La scuola di Jasnaja Poljana aveva un piano didattico ben fornito: lettura strumentale, «ritenevo che i fanciulli, per imparare a leggere, dovessero amare la lettura e che, per amare la lettura, fosse necessario che ciò che si leggeva fosse comprensibile e divertente» (p. 64), e a detta di Tolstoj gli unici due libri che i figli dei contadini potevano comprendere erano le favole di Chudjakov e Afanas’ev; lettura graduale, cioè la conoscenza della lingua letteraria, su cui il docente avanza una critica ardente, data l’impossibilità da parte del popolo di capire i bei libri letterari: «Per istruire il popolo è indispensabile avere la possibilità e la voglia di leggere buoni libri; i buoni libri sono scritti in un linguaggio che il popolo non capisce. Per poter imparare a capire, bisogna leggere molto; per leggere volentieri, bisogna capire… In che cosa consiste l’errore e come si può uscire da questa situazione?» (p. 81). Oggi, questo problema è stato in parte risolto con le letture graduate o intermedie, che probabilmente avrebbero reso felice il Tolstoj docente, oltre l’ausilio dell’insegnante per le chiarificazioni più difficili. Infine, tra le altre offerte formative, gli alunni potevano scegliere tra la lezione di scrittura, grammatica e calligrafica, la stesura dei componimenti, la storia sacra, la storia e geografia, il disegno o il canto.

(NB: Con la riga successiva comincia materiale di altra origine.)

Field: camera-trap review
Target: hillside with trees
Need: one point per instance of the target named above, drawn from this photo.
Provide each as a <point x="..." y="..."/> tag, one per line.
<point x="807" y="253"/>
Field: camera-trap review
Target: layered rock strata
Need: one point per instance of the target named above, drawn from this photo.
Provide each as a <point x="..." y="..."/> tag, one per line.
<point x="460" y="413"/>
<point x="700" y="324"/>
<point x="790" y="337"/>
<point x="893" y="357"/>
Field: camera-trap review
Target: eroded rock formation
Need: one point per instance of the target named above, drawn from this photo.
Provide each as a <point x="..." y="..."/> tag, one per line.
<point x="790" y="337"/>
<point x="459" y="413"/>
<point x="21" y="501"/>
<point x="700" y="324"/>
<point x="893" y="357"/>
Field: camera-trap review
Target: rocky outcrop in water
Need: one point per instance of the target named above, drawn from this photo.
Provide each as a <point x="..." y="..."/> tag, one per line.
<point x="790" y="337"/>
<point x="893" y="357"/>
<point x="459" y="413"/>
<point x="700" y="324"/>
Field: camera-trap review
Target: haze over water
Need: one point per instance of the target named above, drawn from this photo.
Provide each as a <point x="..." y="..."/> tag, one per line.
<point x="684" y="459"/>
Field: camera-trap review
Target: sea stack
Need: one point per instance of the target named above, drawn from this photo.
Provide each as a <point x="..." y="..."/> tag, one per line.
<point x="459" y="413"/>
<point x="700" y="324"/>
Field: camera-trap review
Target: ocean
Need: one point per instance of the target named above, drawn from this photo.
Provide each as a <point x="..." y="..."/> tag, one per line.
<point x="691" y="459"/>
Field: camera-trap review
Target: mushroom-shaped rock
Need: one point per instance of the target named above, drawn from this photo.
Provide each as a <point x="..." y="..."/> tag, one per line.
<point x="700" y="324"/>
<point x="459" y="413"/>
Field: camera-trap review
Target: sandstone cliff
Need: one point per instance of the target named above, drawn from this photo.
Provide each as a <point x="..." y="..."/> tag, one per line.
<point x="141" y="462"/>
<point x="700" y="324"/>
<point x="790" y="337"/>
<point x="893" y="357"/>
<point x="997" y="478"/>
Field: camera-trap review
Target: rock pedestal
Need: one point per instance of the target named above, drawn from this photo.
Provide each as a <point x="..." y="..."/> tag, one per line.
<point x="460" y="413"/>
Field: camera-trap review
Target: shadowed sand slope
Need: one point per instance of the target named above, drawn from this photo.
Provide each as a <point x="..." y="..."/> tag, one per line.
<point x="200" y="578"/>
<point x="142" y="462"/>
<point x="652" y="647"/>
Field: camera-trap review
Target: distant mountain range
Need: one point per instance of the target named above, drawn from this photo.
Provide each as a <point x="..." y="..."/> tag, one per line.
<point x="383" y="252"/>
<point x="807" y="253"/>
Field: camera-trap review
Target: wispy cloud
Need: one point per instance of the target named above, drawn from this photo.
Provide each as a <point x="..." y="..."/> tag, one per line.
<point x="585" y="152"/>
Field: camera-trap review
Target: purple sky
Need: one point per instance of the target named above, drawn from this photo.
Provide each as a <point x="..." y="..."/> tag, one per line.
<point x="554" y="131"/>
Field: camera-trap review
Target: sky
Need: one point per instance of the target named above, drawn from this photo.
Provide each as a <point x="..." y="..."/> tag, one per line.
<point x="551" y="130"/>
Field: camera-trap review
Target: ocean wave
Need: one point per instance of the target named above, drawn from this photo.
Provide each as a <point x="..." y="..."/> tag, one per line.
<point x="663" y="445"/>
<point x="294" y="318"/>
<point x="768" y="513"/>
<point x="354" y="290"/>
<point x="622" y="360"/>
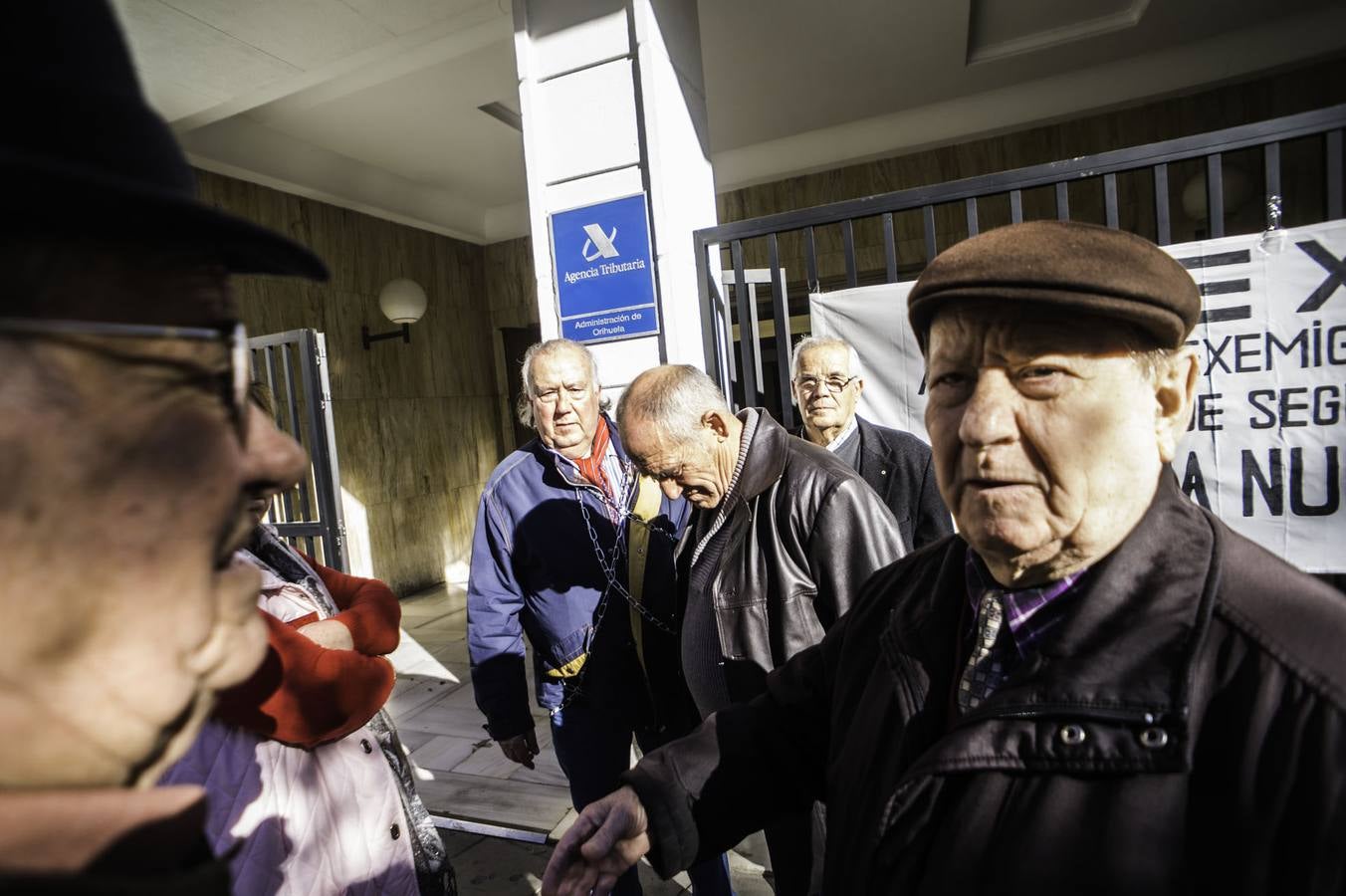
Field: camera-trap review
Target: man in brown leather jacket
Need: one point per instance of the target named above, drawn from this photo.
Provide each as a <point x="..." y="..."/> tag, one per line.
<point x="1096" y="686"/>
<point x="783" y="537"/>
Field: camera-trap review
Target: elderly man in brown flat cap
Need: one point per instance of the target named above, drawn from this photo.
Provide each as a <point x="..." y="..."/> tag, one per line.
<point x="1093" y="688"/>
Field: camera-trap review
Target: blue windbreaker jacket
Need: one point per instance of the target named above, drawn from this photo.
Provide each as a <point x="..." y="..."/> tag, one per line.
<point x="535" y="572"/>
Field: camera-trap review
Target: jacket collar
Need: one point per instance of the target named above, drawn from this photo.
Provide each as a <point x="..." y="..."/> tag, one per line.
<point x="765" y="462"/>
<point x="1127" y="644"/>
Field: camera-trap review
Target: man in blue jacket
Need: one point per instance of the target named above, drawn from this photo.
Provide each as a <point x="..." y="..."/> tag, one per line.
<point x="576" y="552"/>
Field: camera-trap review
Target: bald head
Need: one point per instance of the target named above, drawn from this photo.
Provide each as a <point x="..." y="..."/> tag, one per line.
<point x="680" y="431"/>
<point x="672" y="398"/>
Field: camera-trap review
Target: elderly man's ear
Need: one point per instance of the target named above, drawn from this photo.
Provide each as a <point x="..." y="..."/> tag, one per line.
<point x="715" y="421"/>
<point x="1175" y="389"/>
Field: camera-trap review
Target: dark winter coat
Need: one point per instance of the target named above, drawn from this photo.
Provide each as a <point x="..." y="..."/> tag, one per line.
<point x="897" y="464"/>
<point x="1184" y="730"/>
<point x="802" y="533"/>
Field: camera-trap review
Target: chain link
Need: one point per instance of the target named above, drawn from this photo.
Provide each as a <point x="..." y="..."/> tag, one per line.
<point x="622" y="521"/>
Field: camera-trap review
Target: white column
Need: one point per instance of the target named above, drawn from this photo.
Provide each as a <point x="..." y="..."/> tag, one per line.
<point x="614" y="104"/>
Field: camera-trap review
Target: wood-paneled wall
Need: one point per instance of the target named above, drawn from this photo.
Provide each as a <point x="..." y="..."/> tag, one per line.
<point x="512" y="296"/>
<point x="417" y="425"/>
<point x="1312" y="87"/>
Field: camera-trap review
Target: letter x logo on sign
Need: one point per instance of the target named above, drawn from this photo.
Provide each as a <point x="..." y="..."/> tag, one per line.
<point x="1335" y="275"/>
<point x="600" y="244"/>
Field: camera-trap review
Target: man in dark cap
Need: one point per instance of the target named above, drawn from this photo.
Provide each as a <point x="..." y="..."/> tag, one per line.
<point x="129" y="455"/>
<point x="1094" y="686"/>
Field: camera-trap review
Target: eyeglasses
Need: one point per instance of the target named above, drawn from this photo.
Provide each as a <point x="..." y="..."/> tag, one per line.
<point x="833" y="383"/>
<point x="233" y="385"/>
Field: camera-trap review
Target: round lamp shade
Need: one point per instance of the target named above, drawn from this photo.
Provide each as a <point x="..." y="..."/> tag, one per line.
<point x="402" y="302"/>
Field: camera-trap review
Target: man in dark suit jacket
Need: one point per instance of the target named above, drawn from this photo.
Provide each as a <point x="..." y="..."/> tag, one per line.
<point x="826" y="385"/>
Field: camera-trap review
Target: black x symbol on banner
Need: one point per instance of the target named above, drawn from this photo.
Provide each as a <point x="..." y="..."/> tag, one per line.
<point x="1335" y="275"/>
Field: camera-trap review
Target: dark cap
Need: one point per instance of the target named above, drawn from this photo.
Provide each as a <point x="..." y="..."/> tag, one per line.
<point x="1067" y="267"/>
<point x="83" y="155"/>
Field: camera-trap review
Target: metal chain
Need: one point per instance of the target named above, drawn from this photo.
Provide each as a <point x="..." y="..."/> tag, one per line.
<point x="607" y="562"/>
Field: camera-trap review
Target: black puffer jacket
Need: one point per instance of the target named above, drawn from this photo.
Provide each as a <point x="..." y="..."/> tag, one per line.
<point x="1182" y="731"/>
<point x="802" y="533"/>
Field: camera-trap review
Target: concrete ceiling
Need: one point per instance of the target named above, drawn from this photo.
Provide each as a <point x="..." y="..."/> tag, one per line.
<point x="377" y="104"/>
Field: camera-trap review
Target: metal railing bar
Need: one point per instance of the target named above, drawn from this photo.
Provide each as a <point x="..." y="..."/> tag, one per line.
<point x="1270" y="168"/>
<point x="810" y="260"/>
<point x="781" y="315"/>
<point x="1109" y="199"/>
<point x="710" y="341"/>
<point x="928" y="221"/>
<point x="748" y="333"/>
<point x="1334" y="174"/>
<point x="890" y="249"/>
<point x="848" y="249"/>
<point x="1163" y="228"/>
<point x="305" y="509"/>
<point x="1215" y="196"/>
<point x="287" y="501"/>
<point x="1062" y="201"/>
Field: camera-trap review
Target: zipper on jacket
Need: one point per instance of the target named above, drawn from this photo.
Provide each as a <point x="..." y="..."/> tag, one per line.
<point x="1096" y="713"/>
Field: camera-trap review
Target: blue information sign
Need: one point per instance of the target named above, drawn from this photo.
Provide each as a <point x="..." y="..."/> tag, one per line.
<point x="604" y="271"/>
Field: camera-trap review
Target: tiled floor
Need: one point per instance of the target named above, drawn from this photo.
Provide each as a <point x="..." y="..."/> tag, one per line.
<point x="465" y="778"/>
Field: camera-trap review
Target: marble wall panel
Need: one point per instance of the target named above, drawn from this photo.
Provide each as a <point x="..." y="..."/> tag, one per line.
<point x="413" y="421"/>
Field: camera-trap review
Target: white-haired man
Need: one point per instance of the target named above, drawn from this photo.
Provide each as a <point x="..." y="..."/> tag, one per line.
<point x="573" y="552"/>
<point x="826" y="382"/>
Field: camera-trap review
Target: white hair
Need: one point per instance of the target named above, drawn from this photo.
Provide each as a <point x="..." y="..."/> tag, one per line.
<point x="824" y="341"/>
<point x="524" y="406"/>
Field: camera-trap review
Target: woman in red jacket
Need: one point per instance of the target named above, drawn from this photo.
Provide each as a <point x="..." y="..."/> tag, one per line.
<point x="307" y="784"/>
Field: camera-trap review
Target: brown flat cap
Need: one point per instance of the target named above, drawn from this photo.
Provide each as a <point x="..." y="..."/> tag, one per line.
<point x="1071" y="267"/>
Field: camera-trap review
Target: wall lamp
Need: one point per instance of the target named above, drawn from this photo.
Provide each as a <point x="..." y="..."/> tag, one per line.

Insomma, in soli cinque mesi si tentava di sollevare il lembo di quel velo davanti agli allievi, evitando qualsiasi tipo di intromissione spiacevole, come un’interrogazione individuale dove «un adulto tortura un piccino, senza averne alcun rispetto» (pp. 109-110), una punizione di qualsiasi natura, e le nozioni riempitive, tipiche delle scuole europee, inutili per Lev Tolstoj considerato che «tutti questi esercizi (scrivere frasi, con date parole, comporre versi e indovinare parole) hanno una meta comune: rendere l’allievo consapevole che la parola è parola, che ha le sue leggi irremovibili, i suoi mutamenti, le sue desinenze e relazioni fra queste desinenze. La consapevolezza di ciò impiega molto tempo per entrare in testa agli allievi, ed è indispensabile possederla prima di iniziare la grammatica» (p. 97).
D'accordo o meno, forse oggi a mancare è proprio quella consapevolezza di cui parla lo scrittore russo, che al contrario ci conduce nelle strade cieche di nozioni, acronimi e regole, intrappolandoci nei metodi, o per dirla alla Tolstoj, nei sistemi non d’insegnamento ma di disorientamento didattico.